This year was a big anniversary for my high school class, as it’s been 40 years since we graduated from Traverse City Senior High School in northern Michigan. For our July reunion, I agreed to create a memorial honoring our classmates who have died since that June day in 1979.
The project turned out to be more difficult and time consuming than I expected, as I spent hours scanning the internet for clues about the 40-some classmates (that we know of) who have died—trying to confirm each death while also trying to find an obituary and a photo. In some cases, I had to rely on microfilm at the local library to find pre-internet-era obituaries.
But God never wastes our time (Rom. 8:28). In fact, God used my two months of reading obituaries to teach me to love all 750 of my classmates—and to love most of them for the first time.
The Old, Old Obit
Obituaries—or at least death notices—have been around since 59 B.C., when Julius Caesar ordered the publishing and distribution of the Acta Diurna (Daily Events), which included Roman government and court news, as well as news on births, marriages, and deaths of prominent people.
Gutenberg’s invention of the printing press in the mid-1400s led to the first newspapers, but even with such advancements in information technology, obituaries remained reserved for the most prominent and wealthiest people of the community.
It wasn’t until America’s Civil War in the 1860s that the deaths of common men began to be reported in the nation’s newspapers, as communities wanted to know about the demise of local soldiers who had left home for faraway battlefields.
Today as newsrooms continue to shrink, fewer obituaries are being written by journalists. But that doesn’t mean obits are going away, as families announce the death of their loved ones with paid obituaries in local papers or with an obit on a funeral home’s website. Or families can publish an obituary themselves on Facebook or a blog and easily share it with family and friends.

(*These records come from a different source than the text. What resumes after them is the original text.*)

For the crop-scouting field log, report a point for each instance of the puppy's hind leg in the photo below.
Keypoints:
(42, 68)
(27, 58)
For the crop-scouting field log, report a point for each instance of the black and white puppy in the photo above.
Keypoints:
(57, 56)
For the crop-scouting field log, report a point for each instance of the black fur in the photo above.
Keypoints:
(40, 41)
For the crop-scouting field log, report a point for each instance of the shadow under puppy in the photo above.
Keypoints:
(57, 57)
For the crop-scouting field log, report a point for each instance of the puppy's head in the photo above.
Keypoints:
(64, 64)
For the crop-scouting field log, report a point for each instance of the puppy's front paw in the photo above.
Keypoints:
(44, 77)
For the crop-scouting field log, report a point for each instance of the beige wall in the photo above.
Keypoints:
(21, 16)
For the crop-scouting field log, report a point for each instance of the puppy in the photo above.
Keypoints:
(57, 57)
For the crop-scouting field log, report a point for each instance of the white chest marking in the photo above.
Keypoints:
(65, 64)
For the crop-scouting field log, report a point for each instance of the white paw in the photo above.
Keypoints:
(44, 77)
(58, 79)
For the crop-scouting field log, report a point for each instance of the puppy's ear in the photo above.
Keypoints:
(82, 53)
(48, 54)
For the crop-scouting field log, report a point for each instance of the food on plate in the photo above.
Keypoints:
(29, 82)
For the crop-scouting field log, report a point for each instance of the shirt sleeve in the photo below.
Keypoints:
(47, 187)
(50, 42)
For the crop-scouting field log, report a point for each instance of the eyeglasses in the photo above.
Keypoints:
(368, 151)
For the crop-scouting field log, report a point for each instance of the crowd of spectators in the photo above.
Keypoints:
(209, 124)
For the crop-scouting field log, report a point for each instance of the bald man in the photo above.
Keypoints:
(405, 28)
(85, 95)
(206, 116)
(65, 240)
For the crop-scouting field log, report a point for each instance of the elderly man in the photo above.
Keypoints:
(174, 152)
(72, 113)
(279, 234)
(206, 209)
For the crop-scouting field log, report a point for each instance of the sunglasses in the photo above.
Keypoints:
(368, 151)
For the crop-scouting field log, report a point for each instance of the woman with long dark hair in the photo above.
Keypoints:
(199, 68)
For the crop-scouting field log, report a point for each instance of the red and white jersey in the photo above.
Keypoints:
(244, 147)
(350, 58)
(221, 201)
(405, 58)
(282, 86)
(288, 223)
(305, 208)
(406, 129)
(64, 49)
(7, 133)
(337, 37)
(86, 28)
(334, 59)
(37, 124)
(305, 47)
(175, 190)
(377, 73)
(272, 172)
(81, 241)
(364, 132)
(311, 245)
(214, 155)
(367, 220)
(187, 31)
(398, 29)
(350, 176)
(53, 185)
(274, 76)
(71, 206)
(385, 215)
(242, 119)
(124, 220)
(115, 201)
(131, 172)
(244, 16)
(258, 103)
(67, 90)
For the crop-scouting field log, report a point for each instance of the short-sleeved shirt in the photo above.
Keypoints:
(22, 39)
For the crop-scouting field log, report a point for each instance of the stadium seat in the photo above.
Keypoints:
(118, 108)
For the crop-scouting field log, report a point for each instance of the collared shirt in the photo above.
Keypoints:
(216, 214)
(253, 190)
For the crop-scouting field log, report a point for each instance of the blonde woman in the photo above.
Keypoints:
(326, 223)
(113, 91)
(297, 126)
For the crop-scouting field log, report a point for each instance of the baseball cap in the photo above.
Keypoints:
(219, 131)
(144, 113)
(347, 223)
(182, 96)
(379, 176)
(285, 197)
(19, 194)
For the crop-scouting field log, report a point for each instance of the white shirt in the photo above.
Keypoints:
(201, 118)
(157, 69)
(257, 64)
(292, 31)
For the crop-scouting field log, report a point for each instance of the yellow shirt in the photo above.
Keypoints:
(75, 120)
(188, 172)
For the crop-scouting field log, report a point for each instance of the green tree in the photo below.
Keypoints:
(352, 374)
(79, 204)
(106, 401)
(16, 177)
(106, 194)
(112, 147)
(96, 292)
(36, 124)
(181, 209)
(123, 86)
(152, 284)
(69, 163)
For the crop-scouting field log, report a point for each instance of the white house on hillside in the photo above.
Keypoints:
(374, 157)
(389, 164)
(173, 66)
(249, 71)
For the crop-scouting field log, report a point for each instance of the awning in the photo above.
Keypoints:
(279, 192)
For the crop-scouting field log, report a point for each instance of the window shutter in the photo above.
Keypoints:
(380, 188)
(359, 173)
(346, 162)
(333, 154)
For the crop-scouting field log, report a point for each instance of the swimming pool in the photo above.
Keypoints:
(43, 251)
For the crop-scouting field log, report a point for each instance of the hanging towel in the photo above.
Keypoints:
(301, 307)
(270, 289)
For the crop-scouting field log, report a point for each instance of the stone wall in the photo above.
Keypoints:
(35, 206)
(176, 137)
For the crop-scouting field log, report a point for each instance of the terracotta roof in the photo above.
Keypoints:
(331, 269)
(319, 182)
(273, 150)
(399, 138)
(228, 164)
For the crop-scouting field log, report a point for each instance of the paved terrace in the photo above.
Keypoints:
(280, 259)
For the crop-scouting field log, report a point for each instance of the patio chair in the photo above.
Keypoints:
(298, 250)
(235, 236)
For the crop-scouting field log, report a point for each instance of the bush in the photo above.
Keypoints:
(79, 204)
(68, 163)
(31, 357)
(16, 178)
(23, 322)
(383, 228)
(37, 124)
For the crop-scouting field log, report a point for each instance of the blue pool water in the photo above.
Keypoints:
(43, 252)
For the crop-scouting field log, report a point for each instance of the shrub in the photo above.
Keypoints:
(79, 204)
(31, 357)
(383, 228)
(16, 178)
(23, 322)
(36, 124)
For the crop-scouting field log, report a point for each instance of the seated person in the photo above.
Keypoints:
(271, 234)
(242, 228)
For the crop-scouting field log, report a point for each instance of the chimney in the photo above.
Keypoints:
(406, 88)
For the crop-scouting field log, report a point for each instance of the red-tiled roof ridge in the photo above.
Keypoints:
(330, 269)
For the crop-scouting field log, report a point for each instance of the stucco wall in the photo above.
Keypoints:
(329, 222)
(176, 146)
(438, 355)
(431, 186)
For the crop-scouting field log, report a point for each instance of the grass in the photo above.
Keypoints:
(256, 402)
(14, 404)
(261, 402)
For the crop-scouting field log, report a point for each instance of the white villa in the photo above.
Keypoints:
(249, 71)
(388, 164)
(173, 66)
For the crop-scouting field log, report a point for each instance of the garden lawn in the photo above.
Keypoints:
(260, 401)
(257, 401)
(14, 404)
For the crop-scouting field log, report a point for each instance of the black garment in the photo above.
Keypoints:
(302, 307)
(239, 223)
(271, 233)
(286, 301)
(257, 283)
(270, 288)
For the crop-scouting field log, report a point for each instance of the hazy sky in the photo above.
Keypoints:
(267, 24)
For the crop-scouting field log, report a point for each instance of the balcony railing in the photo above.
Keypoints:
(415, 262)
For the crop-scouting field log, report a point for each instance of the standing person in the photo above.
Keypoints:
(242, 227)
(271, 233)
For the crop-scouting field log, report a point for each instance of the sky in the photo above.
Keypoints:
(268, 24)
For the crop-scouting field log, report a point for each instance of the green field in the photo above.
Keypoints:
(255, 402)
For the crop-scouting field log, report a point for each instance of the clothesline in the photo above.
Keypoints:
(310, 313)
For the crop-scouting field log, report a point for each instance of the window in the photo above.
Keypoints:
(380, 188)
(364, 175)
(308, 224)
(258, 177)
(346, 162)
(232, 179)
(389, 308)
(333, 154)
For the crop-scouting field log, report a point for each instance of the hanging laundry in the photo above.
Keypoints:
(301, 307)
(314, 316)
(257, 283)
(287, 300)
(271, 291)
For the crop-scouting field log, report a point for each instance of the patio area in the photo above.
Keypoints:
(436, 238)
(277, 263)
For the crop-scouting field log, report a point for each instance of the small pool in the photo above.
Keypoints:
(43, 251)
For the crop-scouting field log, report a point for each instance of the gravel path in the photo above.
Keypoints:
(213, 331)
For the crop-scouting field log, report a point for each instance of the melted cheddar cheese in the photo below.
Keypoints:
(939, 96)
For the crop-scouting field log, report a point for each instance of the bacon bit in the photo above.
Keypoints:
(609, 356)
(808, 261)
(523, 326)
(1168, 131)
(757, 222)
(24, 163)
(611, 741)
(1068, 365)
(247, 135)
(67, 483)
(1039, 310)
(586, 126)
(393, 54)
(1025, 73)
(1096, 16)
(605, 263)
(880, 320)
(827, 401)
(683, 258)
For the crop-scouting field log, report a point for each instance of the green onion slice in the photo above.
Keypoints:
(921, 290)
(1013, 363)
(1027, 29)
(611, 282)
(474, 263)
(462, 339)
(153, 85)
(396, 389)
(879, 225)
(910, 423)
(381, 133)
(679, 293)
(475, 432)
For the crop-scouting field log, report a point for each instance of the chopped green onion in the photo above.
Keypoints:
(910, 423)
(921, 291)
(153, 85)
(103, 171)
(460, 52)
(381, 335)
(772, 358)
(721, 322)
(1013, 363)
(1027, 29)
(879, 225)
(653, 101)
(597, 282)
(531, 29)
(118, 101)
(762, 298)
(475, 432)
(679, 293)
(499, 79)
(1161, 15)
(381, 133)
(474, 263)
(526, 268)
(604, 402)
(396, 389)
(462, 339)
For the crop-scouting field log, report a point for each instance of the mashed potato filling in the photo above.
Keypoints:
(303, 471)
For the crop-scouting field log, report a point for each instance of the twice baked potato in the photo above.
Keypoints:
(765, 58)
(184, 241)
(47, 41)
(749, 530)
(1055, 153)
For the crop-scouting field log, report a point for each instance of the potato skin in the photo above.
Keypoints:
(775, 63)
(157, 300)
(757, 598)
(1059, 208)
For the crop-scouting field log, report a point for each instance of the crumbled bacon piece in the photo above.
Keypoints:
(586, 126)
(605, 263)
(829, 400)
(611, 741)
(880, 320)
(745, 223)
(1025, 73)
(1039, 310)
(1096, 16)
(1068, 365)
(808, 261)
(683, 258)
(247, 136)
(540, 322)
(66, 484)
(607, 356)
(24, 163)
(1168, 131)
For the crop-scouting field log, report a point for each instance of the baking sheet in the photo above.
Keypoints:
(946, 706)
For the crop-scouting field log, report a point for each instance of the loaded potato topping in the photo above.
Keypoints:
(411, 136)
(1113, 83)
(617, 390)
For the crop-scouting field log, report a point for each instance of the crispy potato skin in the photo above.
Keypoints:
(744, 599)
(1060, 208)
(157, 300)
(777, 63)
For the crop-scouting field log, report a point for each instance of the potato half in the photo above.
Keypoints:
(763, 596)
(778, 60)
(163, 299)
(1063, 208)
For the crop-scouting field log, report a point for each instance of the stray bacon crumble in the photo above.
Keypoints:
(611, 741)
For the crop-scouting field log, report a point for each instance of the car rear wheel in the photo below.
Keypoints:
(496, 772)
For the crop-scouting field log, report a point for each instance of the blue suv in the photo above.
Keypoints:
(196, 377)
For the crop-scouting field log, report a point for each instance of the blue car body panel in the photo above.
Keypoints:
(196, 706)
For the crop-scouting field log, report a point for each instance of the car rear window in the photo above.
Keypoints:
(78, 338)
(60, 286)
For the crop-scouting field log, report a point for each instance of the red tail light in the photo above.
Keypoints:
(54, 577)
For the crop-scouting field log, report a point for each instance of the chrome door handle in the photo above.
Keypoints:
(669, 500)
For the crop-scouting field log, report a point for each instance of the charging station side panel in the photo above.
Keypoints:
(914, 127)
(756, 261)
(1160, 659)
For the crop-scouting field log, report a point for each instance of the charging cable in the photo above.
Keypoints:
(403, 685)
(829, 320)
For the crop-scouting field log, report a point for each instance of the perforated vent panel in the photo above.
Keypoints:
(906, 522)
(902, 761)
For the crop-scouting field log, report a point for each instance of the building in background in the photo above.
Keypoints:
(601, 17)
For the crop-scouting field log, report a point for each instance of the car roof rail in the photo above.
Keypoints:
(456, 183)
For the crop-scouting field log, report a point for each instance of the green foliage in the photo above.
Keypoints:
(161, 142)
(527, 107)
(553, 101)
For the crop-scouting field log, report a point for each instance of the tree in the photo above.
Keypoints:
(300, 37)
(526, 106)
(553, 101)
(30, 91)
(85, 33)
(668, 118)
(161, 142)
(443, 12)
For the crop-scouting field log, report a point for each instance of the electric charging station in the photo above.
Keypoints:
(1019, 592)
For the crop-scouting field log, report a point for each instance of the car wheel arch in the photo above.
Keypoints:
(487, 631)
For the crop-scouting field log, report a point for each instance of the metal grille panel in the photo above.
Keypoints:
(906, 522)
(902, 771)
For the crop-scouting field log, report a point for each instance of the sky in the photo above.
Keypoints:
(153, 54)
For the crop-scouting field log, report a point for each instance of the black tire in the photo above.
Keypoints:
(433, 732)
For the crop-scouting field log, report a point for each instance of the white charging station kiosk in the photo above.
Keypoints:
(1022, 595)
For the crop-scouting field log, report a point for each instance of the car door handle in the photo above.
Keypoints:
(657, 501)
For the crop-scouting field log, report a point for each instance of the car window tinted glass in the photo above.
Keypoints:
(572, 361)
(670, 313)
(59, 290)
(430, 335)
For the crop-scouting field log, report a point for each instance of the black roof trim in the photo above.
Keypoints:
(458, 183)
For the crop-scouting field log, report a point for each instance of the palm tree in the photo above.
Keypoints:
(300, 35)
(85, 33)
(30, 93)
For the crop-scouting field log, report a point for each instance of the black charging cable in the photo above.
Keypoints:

I eventually found an obituary for almost every one of my deceased classmates, and I’m guessing that the two or three I’m missing are out there somewhere.
Discipled by Obits
We think of obituaries as a way to honor someone we loved and valued, but they also impact people who read them—even people who didn’t know the deceased. Obits can help us better love our neighbors—or in my case, my classmates.
As I was reading the obits—and sometimes weeping over them—I recalled what N. D. Wilson wrote in Notes from the Tilt-A-Whirl when he asks why God brings each of us onto his stage:
Are you here as an extra in somebody else’s scene? Are you here as a casualty? A comic throwaway? The girl who drops her top and starts the horror film? Are you here to fall in love by chance, be given a beautiful life, and then burn it all to hell in five short minutes at a Motel 6? Are you a cautionary tale?
We are all cautionary tales to someone, just as we are all inspiring heroes to someone else. I saw both in each obituary.
I had to read between the lines to find the cautionary tales. There were car accidents (Were they drunk? Were they wearing seat belts?). There were those who died “unexpectedly” (Drug overdoses? Suicides?). Several died of cancer or heart attacks or horrible diseases (Did they treat their bodies as poorly as I have treated mine?). There was a murder. Too many times spouses weren’t mentioned (Were they divorced? Never married? Were they lonely?).
The sin in this world is crushing.
But each obituary, each life, also was inspiring.
Each obit told the story of a person who was deeply loved by someone—usually many someones. Some had dozens of messages left on their obituary webpage.
There were teachers and artists and businesspeople and soldiers and models and waiters and truck drivers and nurses and mothers and fathers and sons and daughters. Many lived quiet lives, supporting and loving their small circle of family and friends. Some were church-goers who loved their savior.
Each obit made me wish I could go back and know that person better, or maybe to know them for the first time. But I guess there are only so many people you can know in a class of 750.
One of my favorite obituaries was Oscar Antoine’s. I knew Oscar in high school but not well, and I never saw him after graduation. He died three years ago at age 55 and appeared to have had a full life despite his early death.
“Oscar was best described as a wonderful, patient and loving father,” his obit said. “He was the best cook in the area, and when a lemon meringue pie was needed for an event, it always came from his kitchen. He was the captain of yard decorations for Halloween and always enjoyed the family time for Christmas. He fell in love and married Karyann. Together they had a handsome son, Robert ‘Robbie.’ ”
Oscar didn’t make a billion dollars as an entrepreneur, and he didn’t become an actor, athlete, musician, or any of the other celebrities that most teenagers dream of becoming. None of us did.
But he sounds like the kind of man I would like to have as a neighbor. His obit said he was in the floor-covering business with his father, attended a Methodist church, fought a lifelong battle with diabetes, and was loved by his family and friends.
Oscar’s life was forgettable to most of the world, but it had value nonetheless. That’s because each of us has value in God’s kingdom and a story to tell—truths that God reminded me of this spring as I reacquainted myself with my high school classmates.
Ed Stych is an editor in Charlotte, North Carolina.